In this passage, Angela Vicario tells her brothers that Santiago Nasar was the person who violated her before her wedding. The passage presents the revelation of Nasar's name almost as if it causes Angela's resurrection from the dead.
At the beginning of the passage, Angela is badly beaten, and she is lying on the couch. She later says that "the drowsiness of death had finally been lifted from me," an image that creates the idea that she has reached or almost reached the point of death and is then reborn when she gives her brothers Nasar's name.
To find the name, she "looked for it in the shadows," conveying the image of her searching the darkness of her own soul to find a name that will satisfy her incensed brothers. Using metaphorical language, Angela's production of Nasar's name is compared to a "well-aimed dart," conveying the idea that she knows that Nasar's name will satisfy her brothers and also inflict damage on Nasar. However, she is also a victim, like Nasar, as she knows that she has no free will to tell her brothers the truth. She is compared to "a butterfly with no will whose sentence has always been written." In other words, she has little control over her own fate and tells her brother a lie to protect her own fragile life.
This passage is organized so that Angela's metaphorical resurrection occurs when she reveals the name of her violator. The beginning of the passage contains the fury of the brothers, and then it moves on to Angela's emergence from near-death to life with the lie that sacrifices Nasar.
This passage from Chronicle of a Death Foretold has the feel of a nasty police interrogation--the kind that isn't supposed to exist.
Angela is bruised and can think of nothing but sleep, but isn't allowed to sleep. The chief investigator, the forceful one, arrives and picks her up by the waist and sets her on the table. Trembling with rage, he orders her to confess. The accused says whatever will end the interrogation and allow her to get some sleep.

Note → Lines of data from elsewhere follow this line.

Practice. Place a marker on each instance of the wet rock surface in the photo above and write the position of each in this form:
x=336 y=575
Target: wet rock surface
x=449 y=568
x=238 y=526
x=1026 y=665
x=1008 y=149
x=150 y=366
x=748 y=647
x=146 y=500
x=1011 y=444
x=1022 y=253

And in fact the results of this interrogation are accepted much as the results of a police investigation--as accurate and binding. No further attempt at gathering evidence is performed. Angela's words end the investigation, and begin the sentencing and execution.
The narrator interprets what he knows of her confession and relates that interpretation by using a metaphor. She looks for one name that will work among many and speaks the first name she thinks of. By doing so, she pins Nasur to the wall like a collected butterfly.
The metaphor presents the image of a butterfly pinned to the wall, wings spread, and suggests, then, Nasur pinned to the wall with darts, arms spread--in the posture of the crucified Christ. Thus, the metaphor creates images that then create a biblical allusion: that of the crucified savior, or in this case, the crucified scapegoat. As Christ suffered for the sins of humanity, Nasur will suffer for the sins of Angela.